George Barrett ’73 — who captained Staples’ soccer, basketball and baseball teams, played soccer at Brown University and is now CEO of Cardinal Health, the Fortune 25 company with revenues of more than $100 billion — is the subject of a long story in today’s Columbus Dispatch.
The piece says George — who still plays guitar and piano, and sings — “combines the competitiveness he acquired as a star athlete with the out-of-the-box thinking he learned through music.”
Though Cardinal is Ohio’s largest company in terms of revenue, because it’s a distributor and does not sell directly to customers, it’s not well known. “Neither is its CEO, despite his interesting and unconventional past,” the Dispatch says.
George is a major player in business circles, however. He met recently with President Obama to discuss immigration reform.

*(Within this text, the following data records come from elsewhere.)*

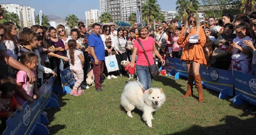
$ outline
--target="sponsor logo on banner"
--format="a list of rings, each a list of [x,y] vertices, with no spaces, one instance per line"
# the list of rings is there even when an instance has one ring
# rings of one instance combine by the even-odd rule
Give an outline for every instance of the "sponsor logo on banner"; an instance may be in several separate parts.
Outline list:
[[[170,62],[169,61],[169,59],[165,59],[165,64],[166,65],[169,65],[170,64]]]
[[[218,74],[218,72],[216,70],[213,70],[211,71],[211,74],[210,75],[211,78],[211,79],[213,81],[216,81],[218,79],[219,74]]]
[[[30,116],[31,115],[30,107],[28,105],[27,105],[25,108],[24,110],[23,115],[23,123],[27,126],[29,123],[30,120]]]
[[[256,93],[256,79],[253,78],[249,81],[249,87],[254,93]]]
[[[71,73],[70,73],[70,71],[69,70],[67,70],[67,78],[70,79],[70,75],[71,75]]]
[[[110,63],[109,63],[109,66],[111,68],[114,67],[115,62],[113,61],[111,61]]]
[[[186,63],[185,63],[185,61],[182,63],[182,66],[184,69],[186,70],[188,70],[188,68],[187,68],[187,65],[186,65]]]

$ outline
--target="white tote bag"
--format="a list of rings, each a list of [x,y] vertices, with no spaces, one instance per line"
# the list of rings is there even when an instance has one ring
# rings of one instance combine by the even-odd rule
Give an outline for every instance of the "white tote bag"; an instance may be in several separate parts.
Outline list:
[[[111,55],[105,57],[105,62],[108,73],[119,70],[116,55]]]

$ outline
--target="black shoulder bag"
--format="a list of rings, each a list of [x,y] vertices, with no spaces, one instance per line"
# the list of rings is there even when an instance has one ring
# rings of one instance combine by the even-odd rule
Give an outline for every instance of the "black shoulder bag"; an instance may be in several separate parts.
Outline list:
[[[147,57],[147,54],[146,54],[146,51],[145,51],[145,49],[144,49],[143,46],[142,46],[142,44],[141,43],[141,42],[140,42],[140,40],[138,39],[137,39],[137,40],[138,40],[138,42],[140,46],[141,46],[141,47],[142,48],[142,49],[143,49],[143,52],[144,52],[144,55],[145,55],[145,57],[146,57],[146,59],[147,59],[147,63],[149,64],[149,68],[150,71],[151,72],[151,74],[152,74],[152,77],[153,78],[153,79],[155,80],[156,80],[157,79],[157,78],[158,77],[158,76],[159,76],[159,71],[158,71],[158,67],[156,66],[156,68],[155,68],[155,69],[154,71],[152,71],[152,68],[151,67],[151,65],[150,65],[150,63],[149,62],[149,58]]]

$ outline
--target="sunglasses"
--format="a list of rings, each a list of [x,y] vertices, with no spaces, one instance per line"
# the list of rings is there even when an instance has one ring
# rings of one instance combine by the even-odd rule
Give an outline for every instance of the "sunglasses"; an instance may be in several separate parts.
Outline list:
[[[43,35],[45,34],[45,32],[39,32],[36,33],[38,35]]]
[[[141,26],[145,26],[145,27],[147,27],[147,24],[140,24],[138,25],[138,27],[141,27]]]
[[[192,22],[193,24],[195,24],[195,20],[190,20],[189,22],[190,24],[192,24]]]
[[[59,31],[59,33],[61,33],[61,32],[64,32],[64,30],[60,30],[60,31]]]

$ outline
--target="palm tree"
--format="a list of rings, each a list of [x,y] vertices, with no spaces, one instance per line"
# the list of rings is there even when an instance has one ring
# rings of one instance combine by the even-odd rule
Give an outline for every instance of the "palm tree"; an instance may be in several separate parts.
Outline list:
[[[110,14],[107,12],[104,12],[99,17],[99,19],[100,20],[100,23],[105,23],[109,22],[113,22],[114,19],[113,17],[111,16]]]
[[[77,23],[78,22],[78,19],[76,15],[73,14],[71,15],[68,15],[68,16],[66,17],[65,20],[67,21],[67,24],[70,28],[72,27],[72,26],[74,26],[77,25]]]
[[[8,18],[7,19],[7,20],[13,22],[15,24],[17,28],[18,29],[20,28],[21,27],[19,26],[20,20],[18,15],[13,12],[9,13]]]
[[[256,0],[242,0],[241,2],[242,5],[245,5],[244,8],[243,8],[244,13],[255,10],[255,5],[256,5]]]
[[[147,20],[147,24],[152,25],[153,21],[156,20],[159,15],[161,8],[156,0],[146,0],[141,7],[142,16]]]
[[[129,22],[130,24],[133,25],[134,22],[136,22],[137,19],[136,18],[136,12],[131,13],[128,18]]]
[[[36,24],[39,25],[39,14],[38,14],[37,16],[36,16],[36,17],[35,19],[35,21],[36,22]],[[50,25],[49,22],[50,22],[50,21],[49,20],[49,19],[48,19],[48,17],[47,16],[47,15],[45,15],[43,14],[42,14],[42,24],[41,24],[41,26],[48,27],[48,26],[49,26]]]
[[[176,10],[184,19],[192,13],[197,13],[199,2],[196,0],[178,0],[176,2]]]

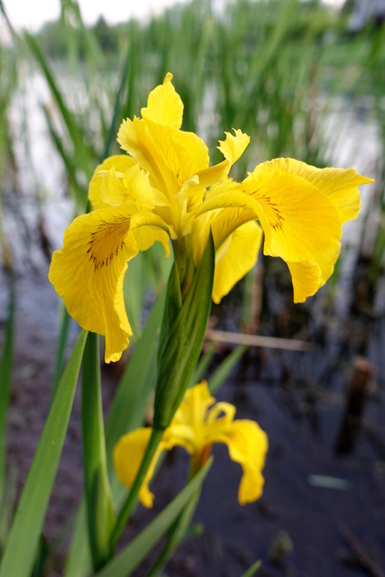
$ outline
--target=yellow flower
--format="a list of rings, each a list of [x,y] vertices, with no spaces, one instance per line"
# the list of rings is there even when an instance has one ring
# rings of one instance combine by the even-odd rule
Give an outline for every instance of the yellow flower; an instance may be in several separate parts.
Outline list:
[[[195,472],[208,458],[213,443],[226,444],[230,458],[243,468],[238,490],[240,504],[252,502],[261,497],[263,487],[261,470],[268,449],[267,435],[254,421],[234,421],[234,405],[215,402],[206,381],[187,390],[171,425],[164,432],[139,491],[139,499],[144,507],[152,506],[153,494],[149,483],[162,450],[184,447],[192,457]],[[127,488],[133,483],[151,432],[150,427],[132,431],[121,437],[114,449],[116,474]]]
[[[210,229],[215,249],[213,299],[219,302],[264,252],[280,256],[303,301],[333,272],[341,226],[360,209],[353,169],[318,169],[290,159],[256,167],[242,183],[229,177],[249,136],[240,130],[219,142],[224,160],[180,130],[183,104],[167,74],[151,92],[142,118],[124,120],[118,142],[128,154],[107,158],[89,185],[93,212],[78,216],[54,252],[49,278],[79,325],[105,335],[106,362],[117,361],[132,334],[123,298],[127,262],[170,239],[186,292]],[[256,223],[260,221],[260,224]]]

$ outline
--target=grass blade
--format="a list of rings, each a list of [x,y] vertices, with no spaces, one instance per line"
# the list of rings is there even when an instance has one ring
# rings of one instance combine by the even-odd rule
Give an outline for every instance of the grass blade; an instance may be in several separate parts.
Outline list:
[[[104,569],[99,571],[96,577],[127,577],[130,575],[182,513],[191,497],[201,486],[211,466],[211,461],[207,462],[178,497]]]
[[[87,332],[82,331],[53,399],[6,543],[0,577],[29,577],[32,571],[66,436],[86,337]]]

His mother, Lucille, was a long-time English teacher. His father, Herb, was a psychologist.
“I learned respect for other people from my parents,” Barrett said. “They
understood and accepted people for the gifts they had, they were colorblind, status-blind, and if someone is in trouble, you open your arms and catch them.”
A serious back injury, and subsequent surgery, ended George’s soccer career.
Despite 7 operations he still swims, plays tennis and rides a bike.
After being forced to give up soccer at Brown, George added a music major to his degree in history. His former mentor said he has perfect pitch.
After college he was recruited by the Metropolitan Opera to study opera. He was more interested in writing his own songs, and performed at Greenwich Village clubs like the Bitter End and Folk City. He said:
“I loved music, but I didn’t like the life of a musician. I wanted to sleep at night and be awake during the day; I didn’t like the self-promotion required. I just felt in the pit of my stomach this wasn’t the life I wanted.”
After teaching and coaching soccer at Horace Mann, and considering law school, George entered the business world. Along the way, he earned an MBA at New York University.
According to the Dispatch, he is “now considered one of the leaders and leading thinkers of the pharmaceutical industry.”